12d ago· 2 min readenInsight

Summary

This paper introduces a variational autoencoder framework for quantum machine learning that learns task-specific quantum embeddings of classical data. The authors demonstrate that high-dimensional datasets like ImageNet can be compressed into a 13-qubit quantum representation while remaining reconstructable through a learned decoder. On MNIST (3 vs 5), the approach achieves 98.5% validation accuracy using a circuit-centric quantum classifier, within 1.2 percentage points of a classical neural network baseline (99.7%) and significantly outperforming naive amplitude-embedding approaches. The framework reconstructs original data from only a polynomial number of measurements, unlike amplitude embeddings requiring full quantum state tomography or angle embeddings relying on circuit inversion.
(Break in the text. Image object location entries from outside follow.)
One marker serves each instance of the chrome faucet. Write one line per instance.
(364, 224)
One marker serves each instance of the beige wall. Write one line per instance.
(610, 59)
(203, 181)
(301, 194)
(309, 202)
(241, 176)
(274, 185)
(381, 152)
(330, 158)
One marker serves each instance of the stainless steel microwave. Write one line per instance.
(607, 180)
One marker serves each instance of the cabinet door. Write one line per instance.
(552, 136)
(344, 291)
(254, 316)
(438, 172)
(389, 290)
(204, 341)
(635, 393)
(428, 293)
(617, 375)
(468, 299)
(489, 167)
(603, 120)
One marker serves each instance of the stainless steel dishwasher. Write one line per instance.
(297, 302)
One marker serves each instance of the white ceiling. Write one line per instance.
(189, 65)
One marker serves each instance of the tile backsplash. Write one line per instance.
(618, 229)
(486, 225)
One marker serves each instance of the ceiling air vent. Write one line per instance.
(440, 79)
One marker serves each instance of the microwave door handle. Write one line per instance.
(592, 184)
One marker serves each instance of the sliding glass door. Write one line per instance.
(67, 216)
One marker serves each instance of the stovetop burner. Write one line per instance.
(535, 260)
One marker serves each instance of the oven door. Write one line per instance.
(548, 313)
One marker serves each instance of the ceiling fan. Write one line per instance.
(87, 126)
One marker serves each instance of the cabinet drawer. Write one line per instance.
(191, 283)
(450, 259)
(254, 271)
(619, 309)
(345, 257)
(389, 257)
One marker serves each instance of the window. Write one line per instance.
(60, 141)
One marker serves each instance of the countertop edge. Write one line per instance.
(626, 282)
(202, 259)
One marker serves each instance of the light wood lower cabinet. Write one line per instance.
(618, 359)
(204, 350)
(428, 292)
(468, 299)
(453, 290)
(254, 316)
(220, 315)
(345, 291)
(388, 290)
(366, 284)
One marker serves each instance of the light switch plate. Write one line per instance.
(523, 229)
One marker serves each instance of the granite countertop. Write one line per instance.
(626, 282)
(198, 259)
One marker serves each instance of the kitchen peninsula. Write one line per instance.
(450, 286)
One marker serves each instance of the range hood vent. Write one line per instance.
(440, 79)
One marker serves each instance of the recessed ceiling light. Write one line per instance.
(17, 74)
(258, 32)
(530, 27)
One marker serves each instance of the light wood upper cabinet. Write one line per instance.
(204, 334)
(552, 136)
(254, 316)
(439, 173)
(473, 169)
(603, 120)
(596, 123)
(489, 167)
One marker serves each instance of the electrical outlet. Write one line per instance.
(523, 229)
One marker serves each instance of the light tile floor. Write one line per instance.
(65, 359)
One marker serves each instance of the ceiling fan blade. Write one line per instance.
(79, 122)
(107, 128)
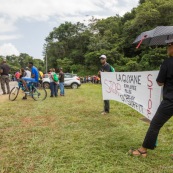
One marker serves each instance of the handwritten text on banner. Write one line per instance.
(139, 90)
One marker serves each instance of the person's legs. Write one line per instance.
(106, 106)
(63, 89)
(163, 114)
(61, 85)
(3, 84)
(52, 89)
(7, 81)
(56, 89)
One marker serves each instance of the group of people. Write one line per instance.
(91, 79)
(4, 77)
(55, 82)
(31, 74)
(163, 114)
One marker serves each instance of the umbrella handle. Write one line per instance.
(141, 41)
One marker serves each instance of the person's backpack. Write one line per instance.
(112, 69)
(55, 77)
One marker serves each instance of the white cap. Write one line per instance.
(169, 41)
(103, 56)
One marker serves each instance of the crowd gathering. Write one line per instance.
(91, 79)
(28, 75)
(165, 79)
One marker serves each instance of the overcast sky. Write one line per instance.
(24, 24)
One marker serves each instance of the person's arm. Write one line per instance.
(33, 73)
(161, 79)
(1, 70)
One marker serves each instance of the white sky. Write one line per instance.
(24, 24)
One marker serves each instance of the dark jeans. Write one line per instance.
(61, 86)
(163, 114)
(54, 89)
(106, 106)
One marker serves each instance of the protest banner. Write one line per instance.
(138, 90)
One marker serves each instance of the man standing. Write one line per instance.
(28, 73)
(34, 77)
(105, 68)
(53, 83)
(61, 82)
(4, 72)
(165, 110)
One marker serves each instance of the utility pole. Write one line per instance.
(46, 61)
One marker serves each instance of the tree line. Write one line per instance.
(76, 47)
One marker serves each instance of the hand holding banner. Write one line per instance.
(138, 90)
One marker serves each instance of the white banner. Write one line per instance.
(138, 90)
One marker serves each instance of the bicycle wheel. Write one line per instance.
(13, 93)
(39, 94)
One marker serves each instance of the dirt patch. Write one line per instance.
(27, 122)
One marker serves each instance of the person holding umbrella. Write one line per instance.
(165, 110)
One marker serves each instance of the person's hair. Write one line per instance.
(22, 70)
(31, 63)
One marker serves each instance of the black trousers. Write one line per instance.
(163, 114)
(106, 106)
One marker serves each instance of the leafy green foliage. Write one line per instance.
(21, 61)
(82, 45)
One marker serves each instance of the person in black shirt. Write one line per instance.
(61, 82)
(4, 72)
(165, 110)
(105, 68)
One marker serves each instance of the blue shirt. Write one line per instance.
(35, 72)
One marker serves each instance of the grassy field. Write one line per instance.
(69, 135)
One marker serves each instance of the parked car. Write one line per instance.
(70, 80)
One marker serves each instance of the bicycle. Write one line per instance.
(37, 93)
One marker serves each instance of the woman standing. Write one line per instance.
(53, 83)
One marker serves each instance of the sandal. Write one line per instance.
(140, 153)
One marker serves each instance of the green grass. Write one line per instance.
(68, 135)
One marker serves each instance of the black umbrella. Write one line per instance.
(157, 36)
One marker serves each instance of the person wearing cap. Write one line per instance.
(4, 72)
(165, 110)
(61, 82)
(28, 72)
(105, 68)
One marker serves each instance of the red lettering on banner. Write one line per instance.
(150, 88)
(112, 87)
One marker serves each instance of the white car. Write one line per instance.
(70, 80)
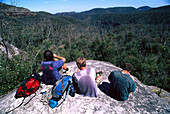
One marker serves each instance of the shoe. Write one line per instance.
(53, 103)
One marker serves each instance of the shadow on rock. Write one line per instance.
(105, 87)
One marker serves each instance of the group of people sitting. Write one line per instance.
(85, 79)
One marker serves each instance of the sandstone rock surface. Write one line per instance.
(143, 100)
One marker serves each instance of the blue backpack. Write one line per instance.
(65, 84)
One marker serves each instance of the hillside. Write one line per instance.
(122, 35)
(143, 100)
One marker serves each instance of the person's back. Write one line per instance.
(86, 82)
(50, 71)
(51, 66)
(121, 84)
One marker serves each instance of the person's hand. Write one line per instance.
(98, 80)
(78, 70)
(54, 55)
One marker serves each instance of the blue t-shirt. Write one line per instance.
(51, 71)
(121, 85)
(86, 82)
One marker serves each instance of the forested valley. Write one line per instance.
(115, 35)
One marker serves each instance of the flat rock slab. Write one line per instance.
(142, 101)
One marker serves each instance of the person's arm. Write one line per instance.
(56, 56)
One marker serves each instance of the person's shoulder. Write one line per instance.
(91, 68)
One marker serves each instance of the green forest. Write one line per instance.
(141, 38)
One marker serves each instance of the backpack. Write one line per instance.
(65, 84)
(29, 86)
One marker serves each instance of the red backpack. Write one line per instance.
(29, 86)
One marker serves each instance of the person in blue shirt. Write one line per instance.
(51, 66)
(122, 83)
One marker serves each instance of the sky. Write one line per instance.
(56, 6)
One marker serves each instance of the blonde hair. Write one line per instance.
(81, 61)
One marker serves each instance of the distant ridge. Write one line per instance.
(144, 8)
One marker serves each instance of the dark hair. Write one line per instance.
(48, 55)
(128, 67)
(81, 61)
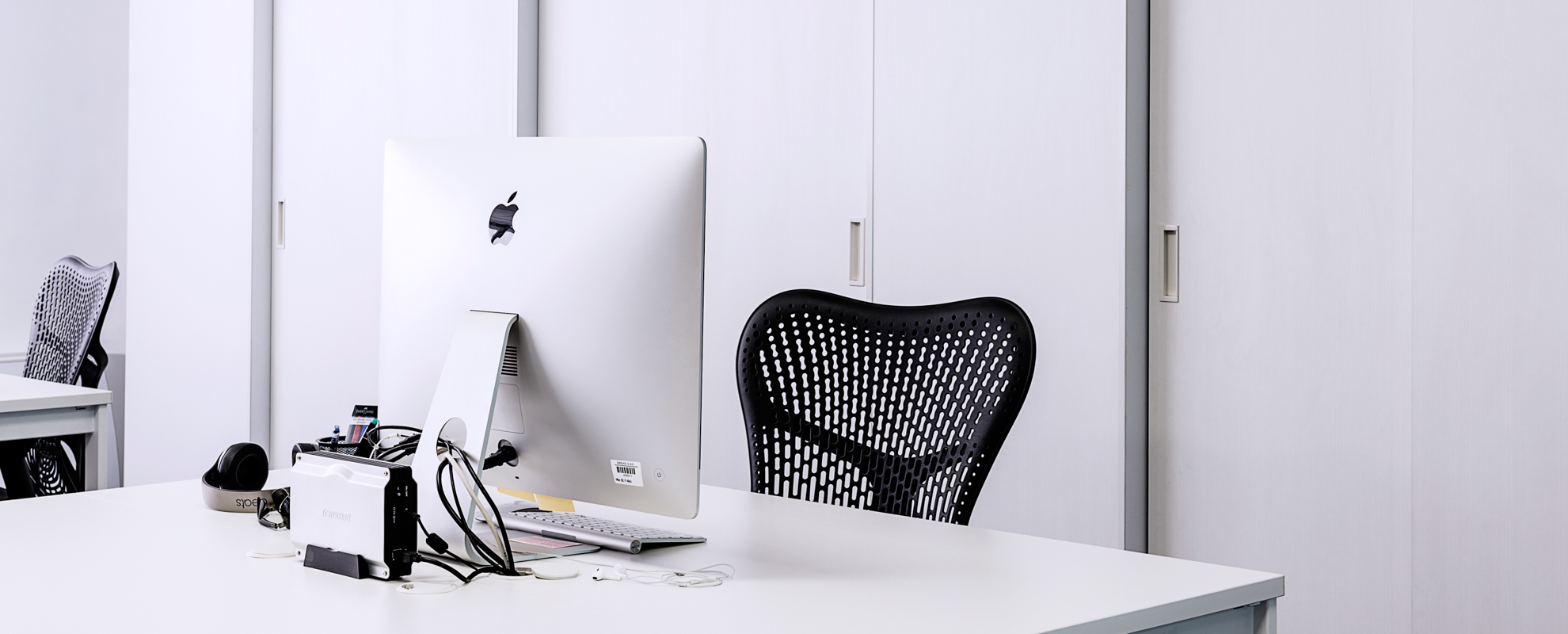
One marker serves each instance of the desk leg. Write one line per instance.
(1264, 616)
(97, 449)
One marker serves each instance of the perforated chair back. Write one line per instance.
(891, 408)
(68, 320)
(63, 347)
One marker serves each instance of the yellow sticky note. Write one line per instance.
(527, 496)
(555, 504)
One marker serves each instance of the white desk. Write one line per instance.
(153, 557)
(32, 408)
The framework was validated on IBM quantum hardware, confirming stability under real device noise.

Source

bskyVariational Autoencoder Framework Enables Task-Specific Quantum Embeddings of Classical Dataarxiv.org

Key quotes

· 5 pulled
Autoencoders transformed classical machine learning by solving the curse of dimensionality, enabling principled weight initialization and learning compact, structured representations.
We demonstrate that high-dimensional datasets, including ImageNet, can be compressed into a 13-qubit quantum representation while remaining reconstructable through a learned decoder.
On MNIST (3 vs 5), our approach achieves 98.5% validation accuracy using a circuit-centric quantum classifier, within 1.2 percentage points of a classical neural network baseline (99.7%) and more than 30 percentage points above a naive amplitude-embedding approach.
Unlike amplitude embeddings, which require full quantum state tomography for recovery, or angle embeddings, which generally rely on circuit inversion under restrictive assumptions, the proposed framework reconstructs the original data from only a polynomial number of measurements.
The framework was further validated on IBM quantum hardware, confirming that the learned embeddings remain stable and reconstructable under real device noise.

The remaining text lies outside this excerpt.